The interaction of PrPC to PrPSc is critically dependent on the structural compatibility of the molecules as supported by the existence of a species barrier for prion infection, related to minor differences in the primary sequence of PrPC in different species. Therefore, it is not surprising that antibodies that may alter or mask the critical epitopes on PrPC and/or PrPSc, involved during the mutual conformational complementarity required in prion propagation, will be inhibitory for prion replication. Although many anti-PrP antibodies targeting different regions of PrP may have some therapeutic effect in vitro, it is not clear how this relates to their efficacy in vivo. On the one hand, it is tempting to speculate that only the antibodies exhibiting near complete inhibition in vitro would be effective in vivo given the obstacle of the blood brain barrier and access to PrP in cells. However, it is also possible that only partial inhibition of conversion is required in vivo allowing the cells to “recover”. In either case, it would be advantageous for these therapeutic antibodies to have high affinities of binding to PrPC and/or PrPSc, as well as targeting specific critical PrP domains.

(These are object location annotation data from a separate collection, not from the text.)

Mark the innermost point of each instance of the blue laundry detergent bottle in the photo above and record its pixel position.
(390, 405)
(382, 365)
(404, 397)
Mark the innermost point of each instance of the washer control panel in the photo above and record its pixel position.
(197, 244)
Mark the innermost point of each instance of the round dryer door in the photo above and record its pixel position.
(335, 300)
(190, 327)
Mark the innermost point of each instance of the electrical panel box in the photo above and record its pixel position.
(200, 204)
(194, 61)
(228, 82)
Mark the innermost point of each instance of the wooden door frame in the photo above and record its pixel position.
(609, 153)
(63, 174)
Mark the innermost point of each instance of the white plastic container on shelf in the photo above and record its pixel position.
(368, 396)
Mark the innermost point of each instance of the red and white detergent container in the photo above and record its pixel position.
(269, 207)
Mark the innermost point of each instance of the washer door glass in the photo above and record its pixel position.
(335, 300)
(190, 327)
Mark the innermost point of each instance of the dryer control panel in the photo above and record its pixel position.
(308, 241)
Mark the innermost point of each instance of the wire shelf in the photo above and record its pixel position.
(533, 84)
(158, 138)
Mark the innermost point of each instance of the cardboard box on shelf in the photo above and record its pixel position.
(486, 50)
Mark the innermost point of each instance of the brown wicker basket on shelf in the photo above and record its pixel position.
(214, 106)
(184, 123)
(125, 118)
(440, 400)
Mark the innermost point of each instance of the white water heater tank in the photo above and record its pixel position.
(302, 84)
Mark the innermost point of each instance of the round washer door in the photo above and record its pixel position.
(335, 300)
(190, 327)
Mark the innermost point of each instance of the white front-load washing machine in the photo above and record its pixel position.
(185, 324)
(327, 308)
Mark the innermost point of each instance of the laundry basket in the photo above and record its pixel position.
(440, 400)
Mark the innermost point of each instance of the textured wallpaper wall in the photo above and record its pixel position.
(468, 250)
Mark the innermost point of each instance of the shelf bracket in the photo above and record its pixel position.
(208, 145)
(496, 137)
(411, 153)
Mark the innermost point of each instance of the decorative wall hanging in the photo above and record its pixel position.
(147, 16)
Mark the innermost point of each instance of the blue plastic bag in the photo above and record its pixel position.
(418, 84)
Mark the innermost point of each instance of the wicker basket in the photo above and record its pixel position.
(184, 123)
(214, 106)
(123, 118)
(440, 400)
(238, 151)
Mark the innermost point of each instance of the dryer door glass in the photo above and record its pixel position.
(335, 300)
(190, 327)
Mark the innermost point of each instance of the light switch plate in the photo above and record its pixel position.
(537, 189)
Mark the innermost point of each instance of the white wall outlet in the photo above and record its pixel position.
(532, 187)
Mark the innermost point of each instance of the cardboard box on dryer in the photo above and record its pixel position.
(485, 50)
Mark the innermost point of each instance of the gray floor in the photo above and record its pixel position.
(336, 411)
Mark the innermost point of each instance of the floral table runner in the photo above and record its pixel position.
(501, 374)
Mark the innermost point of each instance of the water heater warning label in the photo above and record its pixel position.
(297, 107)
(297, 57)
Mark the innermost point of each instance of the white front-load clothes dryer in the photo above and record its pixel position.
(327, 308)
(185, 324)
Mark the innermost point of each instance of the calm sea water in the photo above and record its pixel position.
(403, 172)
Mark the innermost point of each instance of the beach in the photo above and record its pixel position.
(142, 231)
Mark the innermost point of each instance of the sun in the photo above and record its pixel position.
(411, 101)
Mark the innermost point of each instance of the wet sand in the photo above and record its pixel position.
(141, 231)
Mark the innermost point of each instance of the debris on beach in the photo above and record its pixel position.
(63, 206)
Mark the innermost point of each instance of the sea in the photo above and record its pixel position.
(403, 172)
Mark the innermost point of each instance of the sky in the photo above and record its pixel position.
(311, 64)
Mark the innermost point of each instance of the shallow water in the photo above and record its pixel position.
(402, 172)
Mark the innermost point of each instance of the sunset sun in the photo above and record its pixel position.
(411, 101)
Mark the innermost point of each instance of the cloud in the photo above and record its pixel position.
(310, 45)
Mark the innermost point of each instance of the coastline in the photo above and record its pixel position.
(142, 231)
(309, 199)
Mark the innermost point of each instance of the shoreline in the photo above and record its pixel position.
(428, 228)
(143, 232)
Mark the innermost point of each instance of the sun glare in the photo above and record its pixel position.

One can hypothesize that the simultaneous targeting of more than one critical epitope will lead to greater benefits. However, co-treatment experiments performed with a mixture of two antibodies compatibly binding cell-surface PrPC did not show any benefit with compared to treatment involving a single Mab in our current experiments. In a previous study [58], we demonstrated synergistic binding with one of our antibody pairs. Synergistic binding of inhibitory Mabs, i.e. reaction with an antibody that increases the binding of the second antibody, would be predicted to enhance the inhibitory effect. Further studies with antibody pairs fitting this description will be required to test this hypothesis. In addition, determining the significance of the Mab’s ability to bind both PrPC and PrPSc may provide further insight into the conversion process.